Price projections are bright
Our panelists have become increasingly optimistic on the outlook so far this year: Our average gold prices forecast for 2024–2028 is about 10% higher now than back in January. The metal in the coming years will remain—for the first time in history—comfortably above USD 2,000 per troy ounce, according to our gold price forecast. The drivers of this bright projection are manifold. Firstly, gold jewelry consumption is set to rise globally as emerging market consumers become ever-wealthier. Moreover, geopolitical risk will likely remain, spurring safe-haven demand. Furthermore, the growth of high-tech manufacturing will also require more gold; the metal is used in most automobiles and consumer electronics. Finally, production of the metal is seen as fairly stagnant ahead, as declining grades and the depletion of mine reserves offset the impact of new mines and expansions.

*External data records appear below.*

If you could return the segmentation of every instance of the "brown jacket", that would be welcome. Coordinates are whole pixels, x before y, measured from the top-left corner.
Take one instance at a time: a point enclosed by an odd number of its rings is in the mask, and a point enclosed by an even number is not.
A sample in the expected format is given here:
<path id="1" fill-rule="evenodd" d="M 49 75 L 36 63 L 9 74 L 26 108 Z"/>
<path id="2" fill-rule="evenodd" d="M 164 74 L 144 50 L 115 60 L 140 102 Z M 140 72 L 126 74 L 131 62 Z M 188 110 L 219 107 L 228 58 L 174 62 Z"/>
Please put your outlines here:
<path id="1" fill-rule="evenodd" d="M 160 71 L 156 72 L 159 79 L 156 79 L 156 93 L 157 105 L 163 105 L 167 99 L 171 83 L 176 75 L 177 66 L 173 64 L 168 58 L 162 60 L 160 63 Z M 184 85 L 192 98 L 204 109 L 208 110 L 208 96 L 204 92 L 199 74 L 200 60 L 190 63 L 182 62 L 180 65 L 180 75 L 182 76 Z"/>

The outlook for silver prices, gold’s sister metal, is also upbeat
Gold and silver prices tend to move in close correlation, given that both are used in jewelry and as investment and safe-haven assets. As with gold prices, silver prices peaked in mid-May at an over-decade high, and are seen at historically elevated levels of over USD 25 per troy ounce over our forecast horizon to 2028. But silver has one crucial difference to gold: It is more widely used in industry, particularly in high-growth sectors such as solar panels and electric cars, which will give an extra boost for silver prices in the coming years. Couple this with the metal’s currently high price discount with gold, and silver looks even more appealing. Gold may be capturing most of the headlines right now, but prospects for silver prices are at least as bright.
Insight from our analyst network:
On the gold price forecast, ING’s Ewa Manthey said:
“We see prices averaging $2,250/oz in the second quarter and an annual average of $2,218/oz in 2024. We see prices peaking in the fourth quarter, averaging $2,300/oz, on the assumption that the Fed starts cutting rates in the second half of the year and the dollar and yields weaken.”

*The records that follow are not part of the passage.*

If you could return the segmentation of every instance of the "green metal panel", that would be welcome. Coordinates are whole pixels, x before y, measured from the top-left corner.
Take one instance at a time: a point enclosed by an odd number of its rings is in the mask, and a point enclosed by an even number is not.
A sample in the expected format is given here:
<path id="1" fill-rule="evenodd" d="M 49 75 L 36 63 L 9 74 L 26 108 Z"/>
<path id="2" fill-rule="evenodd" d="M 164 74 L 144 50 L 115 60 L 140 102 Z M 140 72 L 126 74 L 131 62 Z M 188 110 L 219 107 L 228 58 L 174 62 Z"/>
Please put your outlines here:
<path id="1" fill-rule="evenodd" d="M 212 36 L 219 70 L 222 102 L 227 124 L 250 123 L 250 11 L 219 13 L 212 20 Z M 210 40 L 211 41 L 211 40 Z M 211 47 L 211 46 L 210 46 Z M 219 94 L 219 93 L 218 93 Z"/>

EIU analysts commented on jewelry demand:
“We forecast a return to growth in gold jewellery purchases in 2024 and 2025 of 1.6% and 2.4% respectively. More robust demand in Asian markets will be the primary driver of this trend in 2024, including in China (which accounts for more than a quarter of total jewellery demand). Falling real estate prices will encourage Chinese households to shift savings into the limited range of alternative investment assets available to them, including gold. A slight acceleration in global economic growth will sustain global jewellery demand growth in 2025.”